Matt Levine, Columnist

Nickel Is Canceled

Also oil production, Russian oil JVs, war bonds, Elon Musk tweets and RealPyramidScheme DAO.

In the stock market, short sellers are often people who are betting against the price of a stock. They hope the stock will go down. If it goes up, they are wrong, and they lose money. If it goes up a lot, they will get margin calls; they will have to put up more money with their brokers to collateralize their risk. If it goes up a whole lot, they will have to cut their losses by buying back the stock, which will cause the stock to go up more, which will lead more short sellers to capitulate and buy back stock, etc. This is often called a “short squeeze.”1 When it happens, people who bet against the stock — short sellers — are sad and lose money, and people who bet on the stock — long owners — are happy and make money.

In commodities markets, short sellers are often people who produce the commodity. If you are an oil company, your future income will depend on the future price of oil. In order to make sensible budgeting decisions about how much to spend on drilling oil, you might want to lock in that future price. So you might sell oil futures today to guarantee you a price in a few months.
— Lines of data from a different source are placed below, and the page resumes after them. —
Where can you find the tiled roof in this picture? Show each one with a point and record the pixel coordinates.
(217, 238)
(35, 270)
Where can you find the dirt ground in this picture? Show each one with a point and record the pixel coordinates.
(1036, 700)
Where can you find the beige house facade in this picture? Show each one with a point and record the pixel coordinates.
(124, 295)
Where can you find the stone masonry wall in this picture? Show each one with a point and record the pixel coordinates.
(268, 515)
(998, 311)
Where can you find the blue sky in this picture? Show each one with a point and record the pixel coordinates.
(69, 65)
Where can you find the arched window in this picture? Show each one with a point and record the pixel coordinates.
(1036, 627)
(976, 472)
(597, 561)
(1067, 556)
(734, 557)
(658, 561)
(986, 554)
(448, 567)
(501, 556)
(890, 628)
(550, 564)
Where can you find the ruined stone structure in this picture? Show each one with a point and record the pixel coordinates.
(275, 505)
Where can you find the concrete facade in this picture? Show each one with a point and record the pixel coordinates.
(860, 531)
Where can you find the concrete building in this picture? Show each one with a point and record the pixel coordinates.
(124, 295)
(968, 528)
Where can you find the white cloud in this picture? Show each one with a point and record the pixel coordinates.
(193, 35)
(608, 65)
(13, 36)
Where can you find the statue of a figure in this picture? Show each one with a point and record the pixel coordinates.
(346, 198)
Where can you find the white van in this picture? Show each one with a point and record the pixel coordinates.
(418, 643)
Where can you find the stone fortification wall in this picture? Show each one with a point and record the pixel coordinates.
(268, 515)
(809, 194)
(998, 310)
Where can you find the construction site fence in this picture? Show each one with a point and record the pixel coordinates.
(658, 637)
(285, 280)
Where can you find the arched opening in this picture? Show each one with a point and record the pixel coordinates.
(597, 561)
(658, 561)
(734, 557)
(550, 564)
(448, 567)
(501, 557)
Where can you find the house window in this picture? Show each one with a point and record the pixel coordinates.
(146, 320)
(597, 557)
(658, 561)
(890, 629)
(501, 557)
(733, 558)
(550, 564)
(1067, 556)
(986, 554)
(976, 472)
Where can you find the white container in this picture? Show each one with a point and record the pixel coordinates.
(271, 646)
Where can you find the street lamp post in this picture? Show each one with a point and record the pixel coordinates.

Or you might not; you might be bullish on oil and want full unhedged exposure. Or you might hedge part of your production; if you plan to produce 1 million barrels you might only sell 500,000 barrels of futures. Or, since you are trading oil futures anyway and have some expertise in oil markets, you might end up net short, selling more oil than you plan to produce as a bet that prices will go down. But most likely you are in the oil business because you are hoping to make money drilling oil, and you are in some broad economic sense “long oil.” (You might hedge 50% or 100% or 150% of this year’s production, but you won’t hedge 100% of all of your future production.) If oil prices go down you will be sad; you will make money on your futures contracts, but that will only partly mitigate your sadness.